Other types of salts will include many possible combinations between group IA and group VIIA elements. In addition to sodium chloride, there are potassium chloride (K⁺Cl^-), lithium chloride (Li⁺Cl^-), cesium chloride (Cs⁺Cl^-), sodium fluoride (Na⁺F^-), potassium fluoride (K⁺F^-), and sodium iodide (Na⁺I^-), among others. Interactions between group IIA and VIA elements will produce molecules such as magnesium oxide (Mg²⁺O^2-), barium sulfide (Ba²⁺S^2-), and calcium sulfide (Ca²⁺S^2-).

The ratio of cations to anions is 1:1 in the above examples. In ionic bonds between group IIA and group VIIA elements, the ratio of cations to anions is 1:2. Examples include magnesium chloride (MgCl₂), calcium chloride (CaCl₂), barium chloride (BaCl₂), magnesium fluoride (MgF₂), and barium iodide (BaI₂). In ionic bonds between group IA and group VIA elements, the ratio of cations to anions is 2:1. Examples include sodium sulfide (Na₂S), potassium sulfide (K₂S), cesium sulfide (Cs₂S), and lithium oxide (Li₂O).

The transition metals produce complex ionic molecules having more complicated cation-to-anion ratios. An example is iron (II) chloride (FeCl₂), in which the +2 charge of the one iron cation must be counterbalanced by two -1 charged chlorine anions. Another example is iron (III) chloride (FeCl₃), in which a +3 iron cation is balanced by three -1 chlorine anions. Furthermore, ionic bonding can occur between cationic and anionic atoms and molecules. Examples include ammonium chloride (NH4⁺Cl^-) and sodium hydroxide (Na⁺OH^-). Molecular cations and anions have lost or gained electrons, respectively, during the formation of covalent bonds between their constituent atoms.

Regardless of their molecular form, ionic salts are the common products of many diverse chemical reactions that occur in nature. Among the principal chemical reactions on earth are corrosion, acid-base interactions, and oxidation.

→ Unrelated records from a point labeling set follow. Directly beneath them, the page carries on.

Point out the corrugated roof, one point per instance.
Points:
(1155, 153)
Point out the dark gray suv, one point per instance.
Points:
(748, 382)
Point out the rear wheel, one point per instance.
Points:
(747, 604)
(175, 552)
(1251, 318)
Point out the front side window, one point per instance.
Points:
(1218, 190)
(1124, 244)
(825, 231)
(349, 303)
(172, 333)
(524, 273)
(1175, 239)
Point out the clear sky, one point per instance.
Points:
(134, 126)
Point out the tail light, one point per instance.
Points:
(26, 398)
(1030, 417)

These reactions bring together metals with nonmetals to produce cationic-anionic salts. Salts form from oceans to mountaintops, and they are utilized by humans for a variety of purposes.

Applications

Ionic salts are the principal reaction products of acid-base interactions. As a result, they play an integral part in acid-base chemical reactions used by industry, in the operation of batteries, and in natural physical processes. The survival of living organisms also hinges on the presence of adequate amounts of certain ionic salts in the body tissues. Modern medical treatments for a variety of human diseases and disorders involve the regulation of bodily levels of cations, anions, acids, and bases.

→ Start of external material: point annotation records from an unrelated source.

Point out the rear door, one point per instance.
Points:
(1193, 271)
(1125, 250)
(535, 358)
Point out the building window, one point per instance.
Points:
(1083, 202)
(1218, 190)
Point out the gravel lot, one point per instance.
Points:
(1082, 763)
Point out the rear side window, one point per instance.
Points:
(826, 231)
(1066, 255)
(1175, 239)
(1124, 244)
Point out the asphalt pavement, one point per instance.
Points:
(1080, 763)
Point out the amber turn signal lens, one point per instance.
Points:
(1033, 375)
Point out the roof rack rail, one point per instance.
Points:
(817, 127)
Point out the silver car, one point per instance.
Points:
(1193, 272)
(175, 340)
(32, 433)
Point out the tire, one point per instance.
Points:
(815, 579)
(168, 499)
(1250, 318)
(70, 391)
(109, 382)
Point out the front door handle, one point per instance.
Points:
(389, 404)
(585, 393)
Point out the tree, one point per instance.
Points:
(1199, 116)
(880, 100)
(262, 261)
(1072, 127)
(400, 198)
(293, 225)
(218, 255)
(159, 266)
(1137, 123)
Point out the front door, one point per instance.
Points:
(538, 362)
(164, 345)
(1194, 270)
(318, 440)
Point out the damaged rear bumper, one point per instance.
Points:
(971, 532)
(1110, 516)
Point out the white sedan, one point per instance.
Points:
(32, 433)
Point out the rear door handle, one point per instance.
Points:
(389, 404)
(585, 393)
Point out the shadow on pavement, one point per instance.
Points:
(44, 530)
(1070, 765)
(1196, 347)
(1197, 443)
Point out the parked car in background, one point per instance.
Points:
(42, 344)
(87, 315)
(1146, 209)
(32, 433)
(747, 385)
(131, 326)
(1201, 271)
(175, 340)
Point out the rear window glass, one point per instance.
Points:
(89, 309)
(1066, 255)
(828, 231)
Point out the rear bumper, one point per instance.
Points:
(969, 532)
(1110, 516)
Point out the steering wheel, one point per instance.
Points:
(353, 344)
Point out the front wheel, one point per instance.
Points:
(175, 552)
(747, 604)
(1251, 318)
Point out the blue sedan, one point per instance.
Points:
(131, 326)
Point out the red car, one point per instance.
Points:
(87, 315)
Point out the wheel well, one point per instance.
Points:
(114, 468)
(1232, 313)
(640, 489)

An acid is a substance that donates hydrogen cations to other substances during chemical reactions. A hydrogen cation is nothing more than a single proton. Acids are characterized by their hydrogen content, and by the occurrence of ionic bonding between periodic groups IA or IIA and VIA or VIIA. Some examples of acids include hydrochloric acid (H⁺Cl^-), sulfuric acid (H₂SO₄ or H⁺H⁺SO₄^2-), phosphoric acid (H₃PO₄ or H⁺H⁺H⁺PO₄^3-), acetic acid (H⁺C₂H₃O₂^-), and carbonic acid (H₂CO₃). In each case, a hydrogen or several hydrogens are ionically bonded to an anion.

A base is a substance that accepts hydrogen cations from other substances during chemical reactions. Bases, like acids, are characterized by the presence of ionic bonding between periodic group IA or IIA cations and group VIA or VIIA anions. Bases usually contain very little hydrogen, however. Some examples of bases include sodium hydroxide (Na⁺OH^-), cyanide (CN-), sulfate ion (SO₄^2-), and phosphate ion (PO₄^3-).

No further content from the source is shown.